Möglich wäre das, wenn der Versicherer eine Werkstatt empfohlen hat, obwohl ihr bekannt war, dass diese Werkstatt in der Vergangenheit nicht fehlerfrei gearbeitet hat. Dies wäre eine Verletzung von Schutzpflichten des Versicherers. Problematisch ist, wenn es sich um einen Kfz-Vertrag mit Werkstattbindung handelt. Da der Versicherungsnehmer bei der Auswahl der Werkstatt keine Wahl hat, ist der Fall so zu behandeln, als würde der Versicherer die Reparatur selbst schulden (sog. Naturalrestitution) bzw. die Werkstatt selbst beauftragen. Vom Grundsatz her ist die Haftungssituation bei einem vereinbarten Werkstatttarif keine andere als bei einem ‚Normaltarif’. Kommt es beim Scheibenaustausche aufgrund einer nachweisbar nicht oder nicht fachgerecht durchgeführten Kalibrierung zu einem Schadenfall, hat der Kunde einzig und allein Ansprüche gegen seine Werkstatt als seinem Vertragspartner auf Basis des bestehenden Werkvertrags.

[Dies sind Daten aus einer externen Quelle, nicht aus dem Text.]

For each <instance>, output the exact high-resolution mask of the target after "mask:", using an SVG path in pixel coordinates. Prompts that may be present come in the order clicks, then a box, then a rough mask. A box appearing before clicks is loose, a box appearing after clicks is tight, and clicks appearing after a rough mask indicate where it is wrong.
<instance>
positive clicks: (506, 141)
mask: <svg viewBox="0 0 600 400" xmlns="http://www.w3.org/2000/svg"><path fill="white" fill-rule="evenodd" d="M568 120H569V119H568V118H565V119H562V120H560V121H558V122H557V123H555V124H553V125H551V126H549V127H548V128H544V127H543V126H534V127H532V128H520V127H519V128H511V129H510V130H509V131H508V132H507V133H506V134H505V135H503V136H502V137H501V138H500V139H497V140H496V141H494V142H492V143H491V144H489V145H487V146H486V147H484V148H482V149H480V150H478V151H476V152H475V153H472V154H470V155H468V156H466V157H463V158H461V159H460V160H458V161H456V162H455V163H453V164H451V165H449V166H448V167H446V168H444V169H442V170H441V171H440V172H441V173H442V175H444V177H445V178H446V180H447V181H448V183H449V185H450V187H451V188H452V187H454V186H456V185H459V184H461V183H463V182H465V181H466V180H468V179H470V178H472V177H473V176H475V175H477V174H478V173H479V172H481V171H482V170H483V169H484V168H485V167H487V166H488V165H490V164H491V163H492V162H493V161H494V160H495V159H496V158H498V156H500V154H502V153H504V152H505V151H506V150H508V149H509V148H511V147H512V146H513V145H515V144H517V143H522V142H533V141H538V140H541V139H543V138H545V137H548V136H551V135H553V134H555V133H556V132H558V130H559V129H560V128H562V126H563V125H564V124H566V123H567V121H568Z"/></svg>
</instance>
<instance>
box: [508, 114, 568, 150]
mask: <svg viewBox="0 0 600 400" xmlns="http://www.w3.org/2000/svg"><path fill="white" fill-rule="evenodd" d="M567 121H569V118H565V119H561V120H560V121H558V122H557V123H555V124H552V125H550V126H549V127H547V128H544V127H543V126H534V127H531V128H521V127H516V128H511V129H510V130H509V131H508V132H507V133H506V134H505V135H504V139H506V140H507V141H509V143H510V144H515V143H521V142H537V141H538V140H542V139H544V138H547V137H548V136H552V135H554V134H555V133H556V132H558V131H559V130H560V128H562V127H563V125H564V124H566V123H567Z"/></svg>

Aktuell wurde dieser Fall noch nicht gerichtlich entschieden. Wahrscheinlich ist, dass der Fall der Werkstattbindung so zu behandeln ist, als schulde der Versicherer ausnahmsweise Naturalrestitution. Der Versicherer bedient sich der Werkstatt, um seine eigene Reparaturpflicht zu erfüllen. Deshalb muss er sich gerade das Verhalten der Werkstatt als Erfüllungsgehilfen zurechnen lassen. Daher haftet der Versicherer aber nur nach § 280 BGB in Verbindung mit § 278 BGB, wenn der Erfüllungsgehilfe (d.h. die Werkstatt) schuldhaft (d.h. vorsätzlich oder fahrlässig) gehandelt hat. Auf ein Verschulden des Geschäftsherrn (d.h. des Versicherers) kommt es nicht an Sofern der Versicherer im Streitfall z.B. durch Sachverständigenbeweis nachweisen kann, dass die Werkstatt weder vorsätzlich noch fahrlässig Reparaturpflichten verletzt hat, sind die Voraussetzungen für eine Haftung nicht erfüllt. Die Kalibrierungskosten erhöhen den Reparaturpreis für einen korrekt durchgeführten Scheibenaustausch um ca. 10 %.

Es bleibt abzuwarten, ob aufgrund der teils notwendigen Kalibrierung bei einem Windschutzscheiben-Tausch mit einer Erhöhung der Teilkaskoprämien zu rechnen ist.